The South Korean police investigation subsequently expanded to Thailand. Cooperation with the DSI has resulted in arrest warrants being issued for seven other Koreans and three Thai accomplices. These include an alleged key member of the criminal |network, Kim Hyoung-joon, who was arrested in August. DSI director-general Pol Colonel Paisit Wongmuang

On Friday, the DSI also arrested another suspect, Chatchadaporn Charernnet, at Don Mueang Airport. Chatchadaporn is said to have worked as an agent to solicit innocent women to work in South Korea via social media platforms by falsely suggesting that the women would be working in decent Thai massage parlours with free accommodation, benefits and a good income.

But these women would be in fact forced into prostitution upon their arrival in South Korea.

The DSI has warned Thais to be careful when encouraged on social media to go and work in Korea.
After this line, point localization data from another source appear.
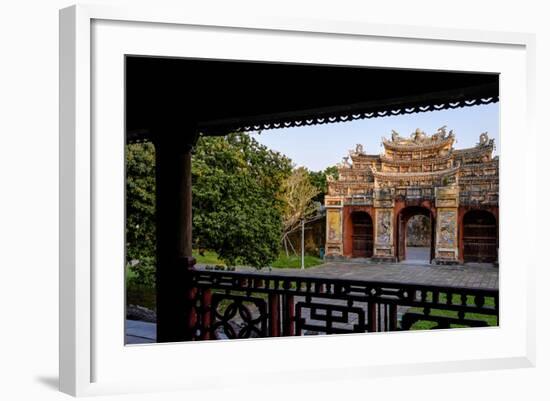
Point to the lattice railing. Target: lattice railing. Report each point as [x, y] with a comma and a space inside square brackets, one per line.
[245, 305]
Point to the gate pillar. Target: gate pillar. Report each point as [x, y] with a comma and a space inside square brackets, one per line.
[334, 242]
[384, 202]
[446, 234]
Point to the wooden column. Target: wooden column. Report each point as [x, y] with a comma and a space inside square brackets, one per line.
[174, 235]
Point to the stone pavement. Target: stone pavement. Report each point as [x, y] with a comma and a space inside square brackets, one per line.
[138, 332]
[471, 275]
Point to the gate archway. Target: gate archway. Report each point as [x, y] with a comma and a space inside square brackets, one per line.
[362, 236]
[403, 219]
[480, 236]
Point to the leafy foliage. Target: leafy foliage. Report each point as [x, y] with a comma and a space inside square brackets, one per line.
[297, 196]
[236, 203]
[140, 211]
[319, 180]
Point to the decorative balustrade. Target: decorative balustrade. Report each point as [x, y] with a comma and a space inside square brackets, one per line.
[256, 304]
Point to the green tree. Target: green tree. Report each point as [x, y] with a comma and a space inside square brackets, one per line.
[319, 180]
[236, 199]
[297, 195]
[140, 212]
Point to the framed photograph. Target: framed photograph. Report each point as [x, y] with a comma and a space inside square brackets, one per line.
[223, 198]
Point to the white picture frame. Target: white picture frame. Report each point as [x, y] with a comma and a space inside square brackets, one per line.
[93, 358]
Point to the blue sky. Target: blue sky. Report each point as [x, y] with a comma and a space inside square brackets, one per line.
[319, 146]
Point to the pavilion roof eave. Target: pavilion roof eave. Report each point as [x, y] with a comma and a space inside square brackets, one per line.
[464, 97]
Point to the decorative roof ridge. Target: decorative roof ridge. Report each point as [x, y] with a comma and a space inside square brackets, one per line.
[419, 140]
[393, 175]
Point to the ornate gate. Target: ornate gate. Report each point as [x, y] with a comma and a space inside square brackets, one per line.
[480, 237]
[362, 235]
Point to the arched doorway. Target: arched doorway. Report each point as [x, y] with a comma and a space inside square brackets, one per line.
[415, 235]
[362, 237]
[480, 236]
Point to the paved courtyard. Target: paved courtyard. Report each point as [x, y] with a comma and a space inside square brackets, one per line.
[469, 276]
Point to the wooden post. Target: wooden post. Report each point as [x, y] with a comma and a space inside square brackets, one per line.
[393, 317]
[372, 316]
[274, 316]
[174, 242]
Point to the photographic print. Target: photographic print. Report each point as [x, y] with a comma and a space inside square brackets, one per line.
[277, 199]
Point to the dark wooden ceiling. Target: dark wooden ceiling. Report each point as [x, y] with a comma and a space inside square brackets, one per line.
[170, 96]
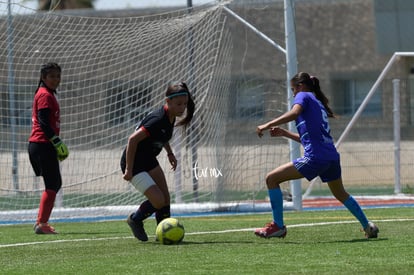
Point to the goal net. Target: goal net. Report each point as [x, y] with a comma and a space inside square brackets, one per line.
[115, 69]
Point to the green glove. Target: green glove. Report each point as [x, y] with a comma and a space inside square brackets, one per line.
[61, 148]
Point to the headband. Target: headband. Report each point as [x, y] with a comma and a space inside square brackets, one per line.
[177, 94]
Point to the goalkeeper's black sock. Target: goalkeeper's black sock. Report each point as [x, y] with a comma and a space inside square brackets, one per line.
[144, 211]
[162, 213]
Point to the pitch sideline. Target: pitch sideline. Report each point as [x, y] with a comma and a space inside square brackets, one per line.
[194, 233]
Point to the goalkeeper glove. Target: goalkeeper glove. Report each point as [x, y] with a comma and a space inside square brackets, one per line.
[61, 148]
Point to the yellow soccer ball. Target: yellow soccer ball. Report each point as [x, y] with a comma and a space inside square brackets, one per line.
[170, 231]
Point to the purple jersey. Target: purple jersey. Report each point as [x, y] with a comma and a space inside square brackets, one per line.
[313, 128]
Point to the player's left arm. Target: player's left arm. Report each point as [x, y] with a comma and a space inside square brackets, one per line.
[290, 115]
[171, 157]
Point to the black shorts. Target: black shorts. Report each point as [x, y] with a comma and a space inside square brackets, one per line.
[142, 162]
[45, 163]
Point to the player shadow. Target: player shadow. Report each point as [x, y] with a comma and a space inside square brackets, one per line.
[214, 242]
[310, 242]
[67, 233]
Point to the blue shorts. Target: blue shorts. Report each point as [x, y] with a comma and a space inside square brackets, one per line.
[327, 170]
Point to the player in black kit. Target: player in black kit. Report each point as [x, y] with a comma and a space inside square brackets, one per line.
[139, 159]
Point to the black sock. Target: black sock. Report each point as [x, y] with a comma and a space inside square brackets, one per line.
[144, 211]
[162, 213]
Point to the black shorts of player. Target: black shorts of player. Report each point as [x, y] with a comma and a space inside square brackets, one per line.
[45, 163]
[142, 162]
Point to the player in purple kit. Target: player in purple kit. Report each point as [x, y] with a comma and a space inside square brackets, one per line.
[310, 111]
[139, 159]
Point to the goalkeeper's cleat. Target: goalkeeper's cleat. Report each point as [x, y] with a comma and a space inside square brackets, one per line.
[137, 228]
[44, 228]
[371, 231]
[271, 230]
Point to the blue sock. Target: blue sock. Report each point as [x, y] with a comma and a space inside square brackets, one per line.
[356, 210]
[144, 211]
[276, 201]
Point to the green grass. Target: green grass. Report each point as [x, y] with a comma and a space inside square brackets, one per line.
[108, 248]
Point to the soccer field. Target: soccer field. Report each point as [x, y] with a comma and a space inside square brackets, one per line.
[318, 242]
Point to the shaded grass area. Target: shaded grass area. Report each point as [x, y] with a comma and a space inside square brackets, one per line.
[218, 245]
[30, 201]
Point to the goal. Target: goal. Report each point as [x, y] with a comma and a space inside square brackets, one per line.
[115, 69]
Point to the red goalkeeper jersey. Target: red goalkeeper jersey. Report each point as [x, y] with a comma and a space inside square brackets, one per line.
[44, 99]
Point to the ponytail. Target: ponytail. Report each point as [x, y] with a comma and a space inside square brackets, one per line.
[321, 96]
[312, 83]
[182, 89]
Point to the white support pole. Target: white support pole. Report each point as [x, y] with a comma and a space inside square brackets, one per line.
[178, 174]
[370, 94]
[397, 136]
[255, 30]
[292, 68]
[12, 99]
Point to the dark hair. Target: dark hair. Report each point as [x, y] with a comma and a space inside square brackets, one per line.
[312, 83]
[45, 69]
[178, 89]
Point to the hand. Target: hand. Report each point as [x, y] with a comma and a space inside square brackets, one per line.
[127, 175]
[62, 151]
[173, 161]
[260, 129]
[277, 132]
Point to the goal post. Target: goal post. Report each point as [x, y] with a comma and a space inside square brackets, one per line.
[115, 69]
[396, 56]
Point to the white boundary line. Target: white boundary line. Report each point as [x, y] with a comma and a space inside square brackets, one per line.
[195, 233]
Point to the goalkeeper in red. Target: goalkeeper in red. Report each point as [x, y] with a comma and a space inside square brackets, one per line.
[46, 149]
[310, 111]
[139, 159]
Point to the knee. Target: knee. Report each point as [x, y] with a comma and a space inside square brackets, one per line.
[159, 203]
[271, 181]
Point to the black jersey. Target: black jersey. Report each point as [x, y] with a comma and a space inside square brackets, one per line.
[159, 130]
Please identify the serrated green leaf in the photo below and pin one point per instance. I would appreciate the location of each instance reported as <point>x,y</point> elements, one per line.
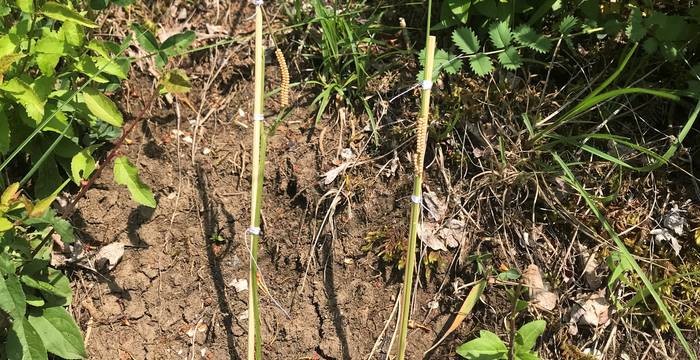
<point>47,63</point>
<point>82,165</point>
<point>526,336</point>
<point>525,35</point>
<point>116,67</point>
<point>466,40</point>
<point>26,5</point>
<point>460,9</point>
<point>510,59</point>
<point>176,82</point>
<point>25,95</point>
<point>481,64</point>
<point>12,299</point>
<point>126,174</point>
<point>72,33</point>
<point>500,34</point>
<point>59,332</point>
<point>4,132</point>
<point>24,343</point>
<point>102,107</point>
<point>61,12</point>
<point>87,66</point>
<point>567,24</point>
<point>486,346</point>
<point>178,43</point>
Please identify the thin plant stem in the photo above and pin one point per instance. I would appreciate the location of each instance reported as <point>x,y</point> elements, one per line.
<point>421,135</point>
<point>258,171</point>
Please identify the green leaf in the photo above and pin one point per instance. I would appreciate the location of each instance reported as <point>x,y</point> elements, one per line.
<point>59,332</point>
<point>102,107</point>
<point>25,95</point>
<point>26,5</point>
<point>47,63</point>
<point>486,347</point>
<point>126,174</point>
<point>82,165</point>
<point>460,9</point>
<point>178,43</point>
<point>636,30</point>
<point>481,64</point>
<point>87,66</point>
<point>176,82</point>
<point>116,67</point>
<point>12,299</point>
<point>5,224</point>
<point>72,33</point>
<point>4,133</point>
<point>525,35</point>
<point>510,59</point>
<point>145,38</point>
<point>500,34</point>
<point>61,12</point>
<point>567,24</point>
<point>526,336</point>
<point>24,343</point>
<point>466,40</point>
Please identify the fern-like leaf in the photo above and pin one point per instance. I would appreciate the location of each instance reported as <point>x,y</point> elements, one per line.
<point>500,34</point>
<point>466,40</point>
<point>510,59</point>
<point>481,64</point>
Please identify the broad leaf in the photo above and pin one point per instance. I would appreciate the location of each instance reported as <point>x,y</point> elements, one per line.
<point>486,347</point>
<point>481,64</point>
<point>510,59</point>
<point>12,299</point>
<point>25,95</point>
<point>102,107</point>
<point>176,82</point>
<point>466,40</point>
<point>61,12</point>
<point>126,174</point>
<point>24,343</point>
<point>59,332</point>
<point>500,34</point>
<point>526,336</point>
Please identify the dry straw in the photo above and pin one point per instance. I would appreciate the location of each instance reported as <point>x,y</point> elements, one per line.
<point>284,85</point>
<point>421,138</point>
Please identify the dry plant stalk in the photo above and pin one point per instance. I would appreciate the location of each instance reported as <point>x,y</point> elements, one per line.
<point>421,137</point>
<point>284,85</point>
<point>258,172</point>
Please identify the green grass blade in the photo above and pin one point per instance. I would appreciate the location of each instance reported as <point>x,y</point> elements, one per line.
<point>625,254</point>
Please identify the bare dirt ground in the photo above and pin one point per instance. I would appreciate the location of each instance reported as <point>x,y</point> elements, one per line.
<point>174,294</point>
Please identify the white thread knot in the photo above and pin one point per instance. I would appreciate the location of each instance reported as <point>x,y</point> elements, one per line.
<point>253,230</point>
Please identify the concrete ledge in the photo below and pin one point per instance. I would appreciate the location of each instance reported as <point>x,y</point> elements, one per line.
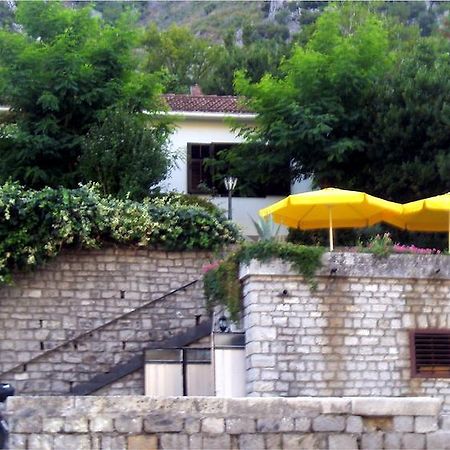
<point>365,265</point>
<point>244,407</point>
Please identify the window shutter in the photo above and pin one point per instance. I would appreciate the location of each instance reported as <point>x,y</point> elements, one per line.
<point>430,353</point>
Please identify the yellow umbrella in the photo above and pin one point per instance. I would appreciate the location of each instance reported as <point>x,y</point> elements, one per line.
<point>332,208</point>
<point>429,214</point>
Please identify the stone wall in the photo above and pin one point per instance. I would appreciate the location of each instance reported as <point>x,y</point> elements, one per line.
<point>138,423</point>
<point>349,336</point>
<point>81,290</point>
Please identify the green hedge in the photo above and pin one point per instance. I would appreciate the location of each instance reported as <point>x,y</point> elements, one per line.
<point>36,225</point>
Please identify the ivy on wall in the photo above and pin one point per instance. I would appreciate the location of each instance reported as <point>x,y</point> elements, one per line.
<point>36,224</point>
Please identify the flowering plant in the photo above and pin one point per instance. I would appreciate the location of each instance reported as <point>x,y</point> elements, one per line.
<point>398,248</point>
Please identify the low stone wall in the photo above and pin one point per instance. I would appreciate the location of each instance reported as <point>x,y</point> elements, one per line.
<point>138,423</point>
<point>350,335</point>
<point>81,290</point>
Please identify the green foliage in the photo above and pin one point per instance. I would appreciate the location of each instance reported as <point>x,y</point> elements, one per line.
<point>184,57</point>
<point>357,106</point>
<point>221,282</point>
<point>59,74</point>
<point>35,225</point>
<point>187,59</point>
<point>381,245</point>
<point>310,117</point>
<point>124,155</point>
<point>266,228</point>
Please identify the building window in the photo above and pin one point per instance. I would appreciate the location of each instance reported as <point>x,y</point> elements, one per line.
<point>201,177</point>
<point>430,353</point>
<point>204,179</point>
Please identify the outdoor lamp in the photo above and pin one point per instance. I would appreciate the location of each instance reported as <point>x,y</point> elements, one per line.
<point>230,185</point>
<point>223,324</point>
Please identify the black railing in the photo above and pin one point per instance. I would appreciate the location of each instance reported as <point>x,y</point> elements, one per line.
<point>23,365</point>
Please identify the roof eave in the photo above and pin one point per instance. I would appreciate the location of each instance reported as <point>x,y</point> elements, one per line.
<point>210,115</point>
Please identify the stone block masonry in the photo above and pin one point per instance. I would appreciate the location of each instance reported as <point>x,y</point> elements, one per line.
<point>81,290</point>
<point>205,423</point>
<point>349,336</point>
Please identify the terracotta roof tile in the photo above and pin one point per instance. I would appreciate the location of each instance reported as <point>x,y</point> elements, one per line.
<point>205,103</point>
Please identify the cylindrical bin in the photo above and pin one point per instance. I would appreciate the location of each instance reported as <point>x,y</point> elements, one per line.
<point>229,364</point>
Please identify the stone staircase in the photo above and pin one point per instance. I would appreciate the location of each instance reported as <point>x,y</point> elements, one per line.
<point>113,351</point>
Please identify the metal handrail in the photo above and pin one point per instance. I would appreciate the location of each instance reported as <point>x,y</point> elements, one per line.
<point>93,330</point>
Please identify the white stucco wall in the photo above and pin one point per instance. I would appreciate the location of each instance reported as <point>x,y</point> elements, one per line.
<point>198,128</point>
<point>202,130</point>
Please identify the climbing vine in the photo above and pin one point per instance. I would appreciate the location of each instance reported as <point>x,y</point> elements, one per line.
<point>221,280</point>
<point>36,224</point>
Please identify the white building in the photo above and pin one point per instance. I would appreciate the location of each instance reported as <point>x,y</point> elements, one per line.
<point>203,128</point>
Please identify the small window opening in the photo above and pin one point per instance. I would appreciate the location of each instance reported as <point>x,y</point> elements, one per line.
<point>430,353</point>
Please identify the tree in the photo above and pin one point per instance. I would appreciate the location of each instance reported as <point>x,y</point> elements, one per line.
<point>355,110</point>
<point>180,54</point>
<point>125,155</point>
<point>59,73</point>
They say some victims voluntarily went to Korea using tourist visas but they did not expect to work in hostile conditions far away from city areas.

There are also human trafficking networks soliciting women to work illegally in Malaysia, Singapore and the Middle East.

Meanwhile, the DSI and the Royal Thai Navy yesterday jointly arrested a key suspect in a human trafficking case in the Gulf of Thailand. They claim he is part of a criminal network responsible for luring innocent people to work on fishing vessels in hostile conditions.

Along with three other suspects, Thanongsak Mahasubsakorn, from Songkhla province, was arrested at sea, aboard a fishing vessel about 40 kilometres off the coast of Nakhon Si Thammarat province. He is facing charges of human |trafficking.